During the 1950s and early 1960s, motion picture companies experimented with a number of gimmicks in order to compete with the new audience-stealing medium known as television. One of these gimmicks, championed by movie producer Mike Todd, Jr., was dubbed Smell-O-Vision because it attempted to use familiar scents to enhance an audience's movie-going experience. The Smell-O-Vision process proved to be a glitch-filled flop with audiences, however, and only one Smell-O-Vision movie was ever shown in theaters.
The process Todd called Smell-O-Vision was actually developed by a German movie technician named Hans Laube several decades earlier. Laube called his system Scentovision, however. The basic concept involved a projectionist manually releasing various scent vials at specific points in a movie, such as the scent of flowers during a romantic scene or the smell of gun smoke during a shoot-out. The original Scentovision system failed to catch on for a number of reasons, not the least of which was the substantial amount of conflicting fragrances which eventually filled the theater.
When Mike Todd, Jr. and his father were considering a novel approach to promoting their newest film, Around the World in 80 Days, they recalled an earlier demonstration of Laube's Scentovision system. Although the redubbed Smell-O-Vision system was not actually implemented on that film, Todd did commission a comedy-mystery film which would feature Smell-O-Vision. This movie was appropriately titled Scent of Mystery, and it would hold the dubious honor of being the first and last movie produced in Smell-O-Vision.

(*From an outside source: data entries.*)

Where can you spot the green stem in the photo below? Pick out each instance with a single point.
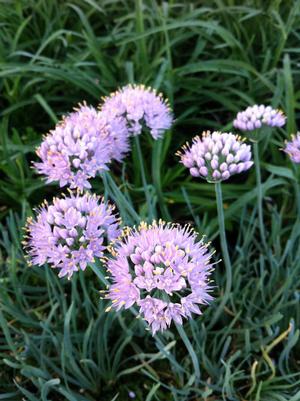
(190, 350)
(259, 195)
(144, 181)
(156, 169)
(225, 253)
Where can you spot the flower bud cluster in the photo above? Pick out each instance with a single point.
(216, 156)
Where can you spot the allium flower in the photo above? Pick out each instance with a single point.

The idea was to rig individual theater seats with hollow tubes which would transmit the various scents at crucial plot points. One character would be represented by a distinctive scent of pipe smoke, for example. A belt containing the individual fragrance vials would be synchronized with the soundtrack in order to ensure audience member received the right scent at precisely the right moment. In practice, however, some of the scents did not sync up well with the plot points, arriving too late or not at all.
Smell-O-Vision suffered from the same problem 3-D movies did several years earlier. The process itself was much better than the movies which employed it. Audiences became frustrated with the sensory overload aspect of Smell-O-Vision, and Scent of Mystery was universally panned by movie critics at the time. The era of motion picture gimmicks soon ended, and the Smell-O-Vision process was mothballed as studios struggled to survive.
Modern attempts at reviving Smell-O-Vision usually involve special scratch-and-sniff cards which audiences are asked to smell during specific scenes. While this may have solved some of the technical glitches regarding the transmission of scents, directors such as John Waters have demonstrated some dubious choices when it comes to the fragrances included in a modern Smell-O-Vision movie.